How nature has shaped and sculpted these fiery rocks will be of interest to anyone visiting Little Finland. Although the stories vary in depth and detail, the basic scheme is the same. The popular theory is that these whimsical rocks were formed during the Jurassic period. It was between 150 and 200 million years ago. The sandstone rocks that were in this area were then supposed to be covered with bands and bands of sand dunes. Over time, the combination of sandstone rocks, overlying sand dunes, and groundwater would cause a slow but steady process of solidification that resulted in the formation of rocks that were now uplifted and uplifted.

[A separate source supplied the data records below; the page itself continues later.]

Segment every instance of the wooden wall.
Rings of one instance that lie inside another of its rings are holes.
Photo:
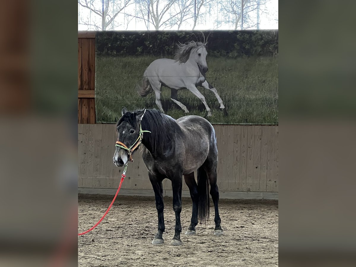
[[[78,123],[95,124],[95,33],[78,35]]]
[[[115,194],[122,168],[112,162],[115,124],[95,124],[95,32],[78,34],[78,192]],[[278,198],[278,126],[215,125],[220,197]],[[121,194],[152,195],[140,151],[129,164]],[[171,195],[170,181],[163,183]],[[182,195],[189,196],[184,184]]]
[[[278,126],[215,125],[214,128],[219,150],[219,191],[277,192]],[[116,191],[123,170],[112,162],[115,125],[81,124],[78,131],[78,187]],[[134,159],[129,164],[122,189],[153,193],[140,151]],[[165,180],[163,185],[165,190],[171,189],[169,180]],[[183,190],[188,192],[185,184]]]

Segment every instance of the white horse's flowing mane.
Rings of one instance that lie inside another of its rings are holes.
[[[179,63],[186,62],[192,51],[197,51],[202,47],[206,47],[206,43],[195,41],[187,42],[185,43],[178,42],[177,45],[178,47],[176,51],[174,59],[179,61]]]

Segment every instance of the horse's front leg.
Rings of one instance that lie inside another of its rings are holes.
[[[182,211],[182,174],[176,174],[172,178],[172,189],[173,191],[173,209],[176,214],[176,227],[174,227],[174,236],[171,245],[178,246],[182,244],[180,241],[180,212]]]
[[[208,116],[211,117],[212,116],[211,112],[210,111],[210,108],[209,108],[209,106],[208,105],[208,104],[206,104],[206,101],[205,101],[205,97],[204,97],[204,96],[201,94],[201,93],[199,92],[199,90],[197,88],[195,85],[193,84],[187,86],[187,88],[195,95],[198,96],[199,98],[199,99],[204,104],[204,105],[205,106],[205,108],[206,109],[206,111],[208,111]]]
[[[209,83],[209,82],[206,80],[205,80],[205,82],[201,84],[201,85],[205,89],[209,89],[214,93],[214,94],[215,95],[215,96],[216,98],[216,99],[218,99],[218,101],[219,102],[219,104],[220,104],[220,109],[225,108],[225,106],[224,105],[224,103],[222,103],[222,100],[220,97],[219,94],[218,93],[218,91],[215,87]]]
[[[163,215],[163,210],[164,208],[163,201],[163,186],[162,185],[162,179],[151,173],[148,173],[148,177],[155,192],[155,202],[158,215],[158,231],[152,241],[152,244],[153,245],[158,245],[162,244],[164,242],[162,235],[166,229],[164,227],[164,218]]]

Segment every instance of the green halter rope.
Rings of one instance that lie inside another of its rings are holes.
[[[149,131],[146,131],[142,130],[142,128],[141,127],[141,124],[140,124],[140,134],[138,135],[138,137],[137,138],[137,140],[130,147],[128,147],[126,146],[125,144],[123,143],[120,142],[120,141],[117,141],[116,142],[116,144],[115,145],[115,146],[117,147],[120,147],[122,148],[125,149],[125,150],[127,150],[127,153],[129,154],[130,158],[129,158],[130,161],[132,161],[132,152],[134,151],[138,147],[140,146],[140,145],[141,144],[141,142],[142,141],[142,138],[143,136],[143,133],[144,132],[151,132]],[[134,147],[132,148],[132,147]],[[132,149],[132,150],[131,150]]]

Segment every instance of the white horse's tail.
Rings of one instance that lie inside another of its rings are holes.
[[[142,84],[141,85],[137,84],[136,88],[140,95],[142,97],[147,96],[149,94],[153,91],[151,84],[150,83],[150,81],[147,77],[147,69],[146,69],[143,73],[143,78],[142,79]]]

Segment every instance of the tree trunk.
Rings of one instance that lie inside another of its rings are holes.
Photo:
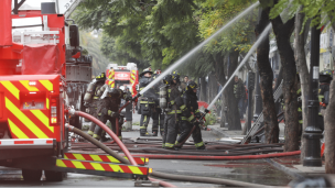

Since these rocks were not uniformly solidified, the subsequent effect of the elements: high winds and flash floods, would erode the rock formations unevenly. As a result, this has resulted in the distinctive ruggedness that Little Finland is known for. The presidential proclamation that set aside the Gold Butte National Monument – in which Little Finland sits – described it as “the product of millions of years of heat and pressure as well as the erosive forces of the water and wind”.

Related: How Mushroom State Park Was Formed (and Why You Should Visit)

Little Finland: what you need to know before visiting

Unlike many attractions which are usually crowded, Little Finland sees few visitors. Therefore, for those who like to have a place to themselves, Little Finland will be a nice place. It is accessible from I-15 via exit 112 towards Riverside Town. In Riverside Town, take Riverside Road before turning onto Gold Butte Road just after a conspicuous bridge over the Virgin River. From Gold Butte Road, turn onto Mud Wash Road at an intersection that many people tend to miss. Drive on Mud Wash Road for about 3 miles before turning right on Little Finland Road, where a drive of about a mile will reveal the spectacular rock formations.

  • How far is Little Finland from Las Vegas? Little Finland is 170 km from Sin City.

And when you travel to Little Finland, it’s crucial to remember that it’s in the Mojave Desert. Therefore, some snacks and water will be needed. Finally, a vehicle, probably an SUV, with sufficient ground clearance is recommended. And a puncture or two along the way shouldn’t come as a big surprise. Reaching Little Finland is difficult. But in the end, the views will more than make up for it.